By Ashley Gaman | SDUN Reporter
Public sector unions and progressive agendas are under attack by budgetary reforms in San Diego, according to local labor officials who spoke at a recent San Diego Democratic Club (SDDC) discussion panel.
Much of the discussion revolved around conservative politicians allegedly using the need for financial reform within state and city budgets as an excuse to direct public frustration at labor unions nationwide. There are currently more than 700 pending state bills across the country that target union activities such as collective bargaining rights and union fees.
“The right wing of the Republican party and their allies in business and media began to craft a narrative that is trying to redirect the rage of the American people toward the American workforce itself, in particular unionized workers who serve in the public sector,” said Carla Kirkwood, program chair for SDDC. Panelists agreed that unions are under attack.
“I never imagined that there would be such a coordinated attack throughout the United States against organized labor,” said Lorena Gonzalez, secretary-treasurer of the San Diego and Imperial County labor councils.
“It’s not right to take away the right of any worker to join together in a union and to collectively bargain for a better life, and that’s basically what they’re trying to do,” she said.
According to Michael Zucchet, general manager of the city’s largest union, San Diego Municipal Employees
Association, the Republican Party is attacking the basic structure of labor unions and, by extension, the Democratic Party. He says they are “couching it as financial reforms and pension reforms when what it really is is an attack on unions.”
The panelists agreed that one of the toughest fronts of the attack is pension reform of city employees, who don’t benefit from social security and have not received salary raises since 2005.

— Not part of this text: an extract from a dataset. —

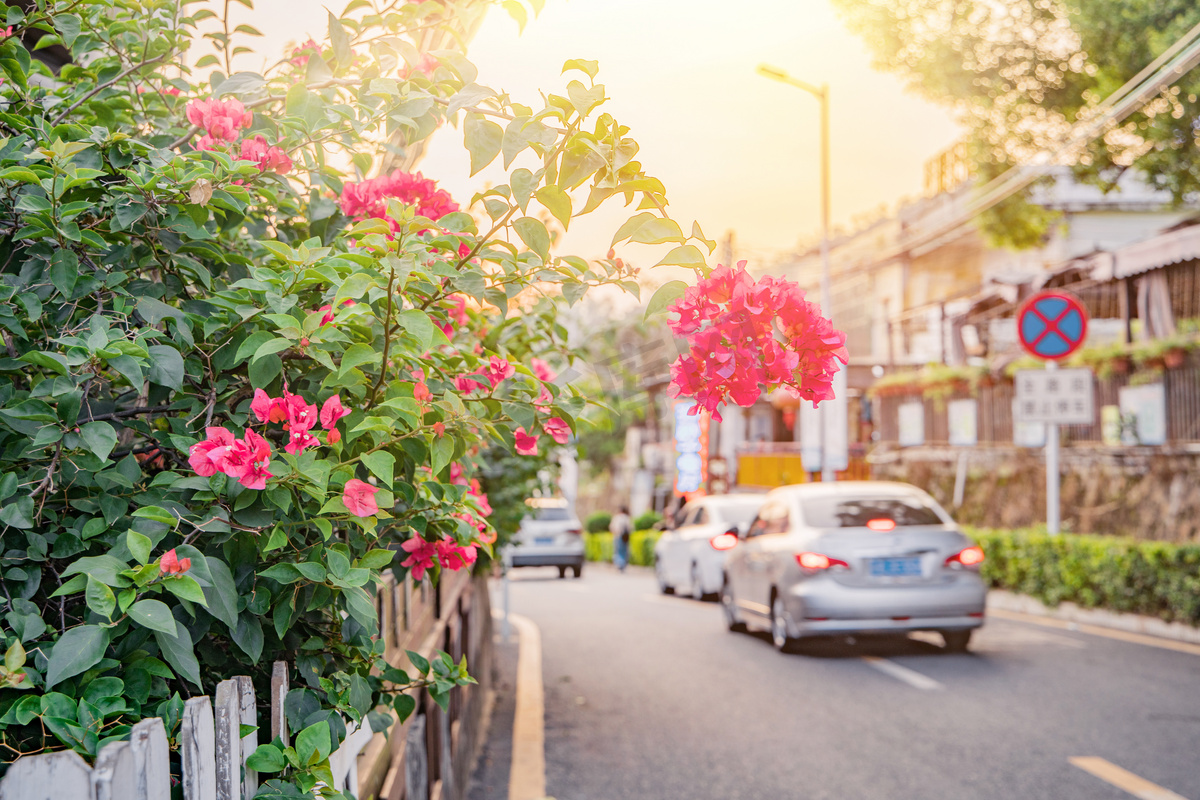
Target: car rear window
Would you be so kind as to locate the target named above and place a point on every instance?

“I don’t think this is about balancing the budget; this is clearly about taking away the rights of working, middle class San Diegans,” said Gonzalez.
These are not six-figured, rich city employees who are being affected, but rather hard-working individuals who provide invaluable services to the public while scraping by at home, said Eric Banks, president of Service Employees International Union Local 221.
He reiterated the point with an account of an unnamed city employee who recently started living out of her car with her family. Other city employees are working two to three jobs just to scrape by.
“When you’re talking about attacking public sector employees, you’re talking about attacking the very fabric of the social safety-net system and attacking core values that we care about as Democrats,” Banks said.
According to Gonzalez, the attacks on unions are threatening to all progressive agendas. For example, she said that, “In states where you don’t have the same protections we might enjoy here in California, the only way LGBT workers have rights are under collective bargaining agreements. When you start to erode that right, it erodes the rights of all workers but especially those who don’t have protection outside of a collective bargaining contract.”
“It’s all done with this idea of balancing the budget. What they won’t tell you is it won’t save a dime for the city of San Diego,” Gonzalez said.